A magnificent asparagus, and also a fountain

ImageWednesday evening, April 30th, Deborah Levy, our Visiting Professor of Writing in Illustration delivered a lecture on Gertrude Stein.

A faith in oneself as an individual voice, a determination to engage the world and qualities of energetic curiosity emerged as themes in Levy’s Lecture. These themes were located in Gertrude Stein’s personal journey and involvement in the Parisian Avant Garde of the early 20th century.

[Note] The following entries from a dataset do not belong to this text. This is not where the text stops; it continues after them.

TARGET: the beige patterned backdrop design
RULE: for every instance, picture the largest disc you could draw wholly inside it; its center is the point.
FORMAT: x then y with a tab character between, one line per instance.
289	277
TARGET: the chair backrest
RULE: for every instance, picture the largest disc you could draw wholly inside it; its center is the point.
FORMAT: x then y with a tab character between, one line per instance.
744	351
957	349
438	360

The lecture was not driven by a particular historical or theoretical enquiry into the complex life or work of Gertrude Stein, but by a series of illustrative encounters; her challenge to the norms of punctuation, her use of non-linear literary form, her life with Alice B Toklas and conversations with Picasso. Deborah’s lecture adopted a voice which was both poetic and musical, subverting the tone of the lecture into a form which approached that of a song where her readings of Stein’s poetry illuminated a text which encouraged the audience to have faith in creative acts, intellectual rigour and play.

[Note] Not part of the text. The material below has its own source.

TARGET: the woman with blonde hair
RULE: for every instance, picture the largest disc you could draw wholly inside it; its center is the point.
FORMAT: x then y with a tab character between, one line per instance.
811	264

A light in the moon the only light is on Sunday. What was the sensible decision. The sensible decision was that notwithstanding many declarations and more music, not even notwithstanding the choice and a torch and a collection, notwithstanding the celebrating hat and a vacation and even more noise than cutting, notwithstanding Europe and Asia and being overbearing, not even notwithstanding an elephant and a strict occasion, not even withstanding more cultivation and some seasoning, not even with drowning and with the ocean being encircling, not even with more likeness and any cloud, not even with terrific sacrifice of pedestrianism and a special resolution, not even more likely to be pleasing. The care with which the rain is wrong and the green is wrong and the white is wrong, the care with which there is a chair and plenty of breathing. The care with which there is incredible justice and likeness, all this makes a magnificent asparagus, and also a fountain.